Here’s how Nicholas Shaxson put it – “The British East India Company was granted an English Royal Charter in 1600. This allowed it pretty much free licence to behave as it pleased so long as it could make the after-the-fact argument that it had acted on behalf of the sovereign to meet the country’s commercial objectives. From where, though, did those objectives originate? They were laid down in 1622, by the Standing Commission on Trade, which just so happened to have as one of its founding members Thomas Mun, who was also the Director of the British East India Company.”
What may also be of relevance here is the case of the 2G Spectrum Scam, with the weighty figure of 1.76 lakh crores. Rules and regulations in this case were alleged to have been bent to aid the motives of certain telecommunication players, which offers insight into blatant impediments to competition.
The Telecommunications Ministry under A. Raja had selectively issued 2G licences, that too at distorted prices. The auctions carried out were not free or fair. Counters were allegedly shut so that some players could physically not buy licences. Clearly, this led to saturation of power in the hands of a few. Earlier on, we established that lobbying where people with vested interests are responsible for making the “rules of the game” can be a recipe for disaster. So, what was in it for the telecommunication players that benefited from this? Well, licence owners made money off them. And what was in it for the telecommunications minister, responsible for allocating airwaves and licences? He was accused of getting Swan Telecom to invest 214 crores into Kalaignar TV Pvt. Ltd, run by some members of the DMK’s (Dravida Munnetra Kazhagam) first family. This twisting of the rules and regulations became blatant impediments to competition.

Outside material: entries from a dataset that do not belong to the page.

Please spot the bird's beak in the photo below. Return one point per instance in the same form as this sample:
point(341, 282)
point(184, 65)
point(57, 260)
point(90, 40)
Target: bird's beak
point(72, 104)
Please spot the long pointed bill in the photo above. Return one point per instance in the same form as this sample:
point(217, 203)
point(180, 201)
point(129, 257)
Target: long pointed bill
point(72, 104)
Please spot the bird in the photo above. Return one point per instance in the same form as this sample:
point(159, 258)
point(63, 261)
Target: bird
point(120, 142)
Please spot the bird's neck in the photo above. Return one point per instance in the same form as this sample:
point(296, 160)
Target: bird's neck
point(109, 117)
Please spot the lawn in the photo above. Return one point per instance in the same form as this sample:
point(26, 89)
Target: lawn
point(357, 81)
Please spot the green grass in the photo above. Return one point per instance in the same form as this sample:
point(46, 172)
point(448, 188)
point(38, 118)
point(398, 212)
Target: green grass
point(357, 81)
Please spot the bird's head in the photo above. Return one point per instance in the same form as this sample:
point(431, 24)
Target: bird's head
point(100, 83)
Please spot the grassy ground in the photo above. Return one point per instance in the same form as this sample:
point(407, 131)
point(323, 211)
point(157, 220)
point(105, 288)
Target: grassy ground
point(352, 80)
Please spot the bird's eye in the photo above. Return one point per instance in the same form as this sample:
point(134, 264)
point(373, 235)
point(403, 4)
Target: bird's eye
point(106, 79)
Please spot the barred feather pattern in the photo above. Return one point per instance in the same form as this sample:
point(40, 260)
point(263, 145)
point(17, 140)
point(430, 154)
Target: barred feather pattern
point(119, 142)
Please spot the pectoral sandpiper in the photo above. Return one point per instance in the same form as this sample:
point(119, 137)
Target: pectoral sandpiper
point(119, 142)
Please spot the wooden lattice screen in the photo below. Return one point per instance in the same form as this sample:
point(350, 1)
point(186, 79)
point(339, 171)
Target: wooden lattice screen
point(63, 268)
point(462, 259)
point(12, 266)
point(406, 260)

Therefore, the effects of illicit lobbying harm the very rules and regulations that’re supposed to foster competition in the economy.
Is lobbying always bad?
It is essential to promote and protect competition in the economy. However, even in the interpretations of what Adam Smith put forward, this is hardly competition in every immoral and unscrupulous means and ways possible – the ways that the East India Company went about it. In the words of Viktor J. Vanberg “To make only the most obvious point, we could compete with each other by means of fraud, threats and coercion, but we would hardly consider such a competitive regime a desirable social order.”
Lobbying is a sensitive matter, and while the East India Company and all of history will always be a lesson for reference, we must understand that lobbying in itself isn’t bad. In a sense, the idea isn’t to promulgate the absence of lobbying or rules and regulations altogether – a conducive legal-institutional framework for market competition is good. Lobbying in a way that fosters competition, integrity, and transparency is what is necessary. The idea is to stop the misuse of those rules and regulations for self-gain through anticompetitive means.
The opinions expressed in this essay are those of the authors. They do not purport to reflect the opinions or views of CCS.